Suriye Halep doğumlu karikatürist ve animasyon sanatçısı Vrej Kassouny’nin işlerini son olarak Özcan Alper’in kısa animasyon filmi “Yıkıntılar Arasında”da görmüştük. Yakında çizimleri Agos’ta da yayınlanacak olan Kassouny ile sanat hayatı üzerine bir söyleşi gerçekleştirdik.
Vrej sen sadece bir karikatürist değilsin güzel sanatların tüm dallarıyla ilgilisin, özellikle animasyonla. Agos’ta da zaman zaman senin karikatürlerini yayınladık. Son olarak Özcan Alper’in Sur ve Cizre’deki yıkımı anlatan kısa animasyon filmi “Yıkıntılar Arasında”da senin çizimlerini gördük. Beğeniyle karşılandı bu çizimler. Meslek hayatına nasıl başladın, öyle başlayalım istersen. Nerede doğdun, nerede yetiştin?
Ben Halep doğumluyum. Suriye Ermenisiyim. Sanat dünyasına nasıl girdiğimin ilginç bir öyküsü var çünkü çocukluğumdan beri, ya da şöyle diyelim kendimi bildim bileli çizdiğim için onun sanat olduğunu ya da bir yetenek olduğunu anlamıyordum. Doğal olarak bunu yaptığım için, herkesin çizebildiğini düşünüyordum.

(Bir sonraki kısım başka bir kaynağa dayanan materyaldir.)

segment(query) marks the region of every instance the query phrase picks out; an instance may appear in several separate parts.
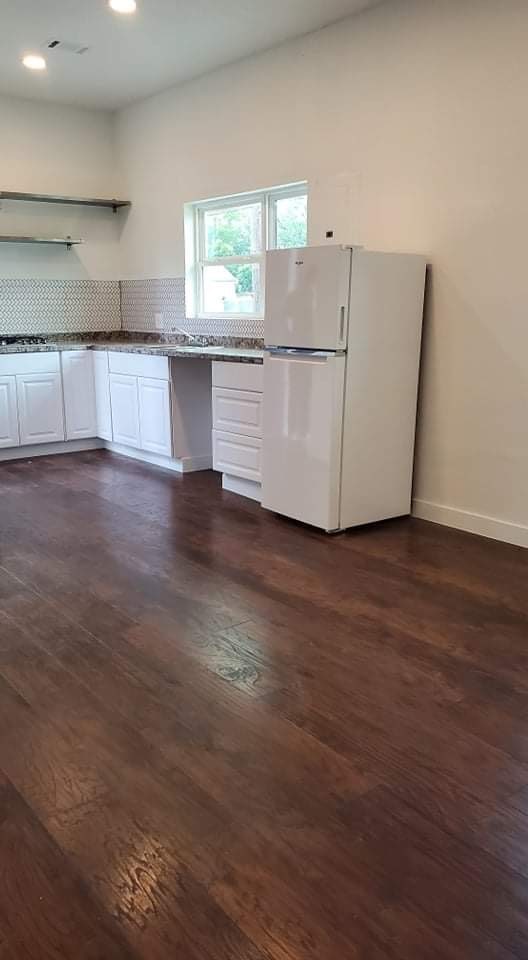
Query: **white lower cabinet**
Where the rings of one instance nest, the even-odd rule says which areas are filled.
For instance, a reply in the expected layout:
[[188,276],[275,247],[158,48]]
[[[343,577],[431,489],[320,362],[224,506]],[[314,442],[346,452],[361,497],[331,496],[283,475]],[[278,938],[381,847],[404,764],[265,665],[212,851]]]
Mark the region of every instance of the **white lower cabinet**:
[[110,374],[115,443],[172,456],[170,385],[166,380]]
[[16,377],[0,377],[0,447],[18,447]]
[[102,350],[0,356],[2,450],[99,437],[172,458],[172,420],[167,357]]
[[139,398],[137,377],[110,374],[110,399],[115,443],[140,447]]
[[[224,474],[228,489],[256,500],[262,480],[262,384],[260,364],[213,363],[213,470]],[[244,481],[238,488],[236,478]]]
[[65,350],[62,384],[66,439],[83,440],[97,435],[93,354],[89,350]]
[[17,376],[20,443],[56,443],[64,440],[60,373]]
[[96,436],[100,437],[101,440],[113,440],[112,403],[110,400],[108,353],[106,350],[94,350],[93,366],[95,382]]
[[172,455],[170,384],[138,377],[139,435],[142,450]]

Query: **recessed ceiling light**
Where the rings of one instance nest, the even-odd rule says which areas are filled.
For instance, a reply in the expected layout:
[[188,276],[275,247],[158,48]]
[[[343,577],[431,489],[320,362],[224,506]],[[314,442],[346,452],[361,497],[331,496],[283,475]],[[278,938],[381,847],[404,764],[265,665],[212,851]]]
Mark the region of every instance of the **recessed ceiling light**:
[[22,57],[22,63],[28,70],[45,70],[46,61],[44,57],[41,57],[37,53],[27,53],[25,57]]
[[135,13],[136,0],[108,0],[109,6],[116,13]]

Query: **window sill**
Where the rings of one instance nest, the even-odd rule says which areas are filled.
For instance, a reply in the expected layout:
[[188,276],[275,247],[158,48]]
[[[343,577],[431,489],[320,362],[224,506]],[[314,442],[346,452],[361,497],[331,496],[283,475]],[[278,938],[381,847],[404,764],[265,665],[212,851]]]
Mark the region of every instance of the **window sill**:
[[256,320],[264,322],[264,317],[253,313],[199,313],[188,320]]

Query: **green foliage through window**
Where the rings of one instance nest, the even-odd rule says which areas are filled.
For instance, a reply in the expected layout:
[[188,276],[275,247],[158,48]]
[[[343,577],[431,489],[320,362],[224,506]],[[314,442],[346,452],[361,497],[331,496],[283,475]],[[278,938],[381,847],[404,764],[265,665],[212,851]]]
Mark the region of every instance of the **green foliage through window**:
[[[270,247],[304,247],[307,243],[307,195],[295,189],[248,196],[247,202],[204,205],[200,249],[200,302],[210,313],[262,310],[261,277],[266,243]],[[226,260],[250,258],[248,263]],[[213,264],[214,269],[213,269]]]

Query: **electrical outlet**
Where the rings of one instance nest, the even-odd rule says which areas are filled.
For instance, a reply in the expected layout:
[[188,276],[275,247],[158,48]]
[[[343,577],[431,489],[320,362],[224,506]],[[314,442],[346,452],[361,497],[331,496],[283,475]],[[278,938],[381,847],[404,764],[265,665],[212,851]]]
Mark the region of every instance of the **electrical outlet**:
[[156,326],[156,330],[163,330],[163,314],[162,313],[154,314],[154,324]]

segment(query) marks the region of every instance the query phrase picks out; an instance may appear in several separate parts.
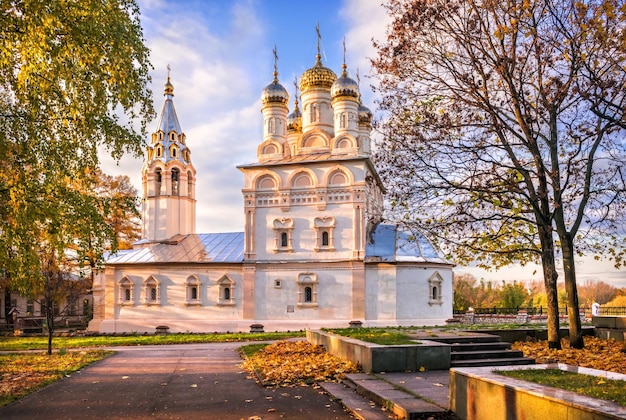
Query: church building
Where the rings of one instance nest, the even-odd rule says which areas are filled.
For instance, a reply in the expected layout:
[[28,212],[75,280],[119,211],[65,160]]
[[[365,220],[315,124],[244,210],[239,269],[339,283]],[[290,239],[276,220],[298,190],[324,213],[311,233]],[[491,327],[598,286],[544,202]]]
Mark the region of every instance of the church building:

Birileri bana “Ben çizemiyorum” dediğinde şaşırarak tepki veriyordum. Benim yaptığım karikatür ya da çizimlerin sanatla ilgisi olduğunu 17-18 yaşımda anladım. Hala Halep’teydim, askere gitmeden birkaç ay önce sergilere gitmeye başladım ve sanata bakış açım tamamen değişti. O zamanlar Halep’te çelişki içinde yaşayan bir toplumumuz vardi. Sanata çok yakın ve aynı zamanda sanattan uzak ve bir yandan da tüm Arap dünyasında ilk resim okulunu açan bir toplumdu Halepli Ermeniler. Saryan Akademisi; sonradan AGBU’ya bağlı oldu. Ünlü Doktor ve ressam Rober Cebeciyan’ın kurduğu bir okuldu, 1940’larda. İsmini ünlü ressam Martiros Saryan’dan alır. Ama toplum sanatı daha çok dekoratif bir öge olarak görüyordu. O yüzden Halep’te gelişmiş bir edebiyat ortamı oluşmuştu ancak ressamların sayısı az olduğu için güzel sanatlar ortamı oluşmamıştı. Okullarda da sanat hakkında derslerimiz yoktu. Sanat tarihi okumazdık, tek ders çizimdi. Biraz da bu yüzden yaptığım şeyin sanat olduğunu çok geç anladım.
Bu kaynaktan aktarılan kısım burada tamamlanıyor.